Connor slipped the pie box between some magazines they had brought along. Robin actually felt giddy, like the naughty child she used to be. On the drive here, George Tenney had pulled them over, and this time he’d had a good reason: Stephen had driven right through an intersection, ignoring the stop sign on the corner.
“You didn’t stop!” Robin said, as George got out of his patrol car and walked toward them. She and Connor and Stephen were wedged into the pickup, and Robin wished there were room for her to change places with Stephen so that George wouldn’t find him at the wheel.
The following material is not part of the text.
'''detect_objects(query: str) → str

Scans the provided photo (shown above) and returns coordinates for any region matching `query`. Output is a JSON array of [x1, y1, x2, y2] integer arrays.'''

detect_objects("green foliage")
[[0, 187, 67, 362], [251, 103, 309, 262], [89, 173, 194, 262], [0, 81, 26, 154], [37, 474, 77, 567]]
“I could see no one was coming,” Steph
en said. “The road’s clear.”
“Doesn’t matter,” Robin had told him. “The rule is, you have to stop.”
“It doesn’t make sense,” Stephen said. “And you still do it?” Why did he need a sign? He had good eyesight, he could see in the dark on a moonless night; if a rabbit had darted into the road, he would have spotted it in time and stepped on the brakes.
“Now you’re getting it,” Connor told Stephen. “There’s a rule for everything.”
“Problem, Officer?” Robin said when George came up to the driver’s window.
“I thought this was your vehicle, Robin,” George said. “Maybe your friend would like to show me his license.”
“He’d love to, George, but he’s learning to drive. Don’t give us a hard time.” She held up the apple pie she’d bought at the store, then warmed in the oven, so her grandfather would think it was homemade. “Old Dick’s waiting for us.”
Stephen noticed the gun George wore near his waist, but he forced himself to stare straight ahead and keep his hands on the steering wheel. He knew what guns did; they blew into you so that whatever you had been once seeped into the ground. He’d had brothers taken that way: men always appeared suddenly, and they called out some sort of curses before they fired the first shots. When that happened, Stephen knew, you had to run, and even then you might not get away. The muscles along Stephen’s jaw tightened. He wished he were wearing the black coat. Then, if this man reached for his gun, Stephen could pull out his knife. He could do it so quickly that the gun would never be fired.
“I hope your friend’s got his learner’s permit,” George said. He was usually the last one to hear gossip, but even he knew that Roy had reason to be bitter. This guy didn’t even have anything to offer her, that’s what got to Roy most.
“Come on, George,” Connor said. “Give him a break.”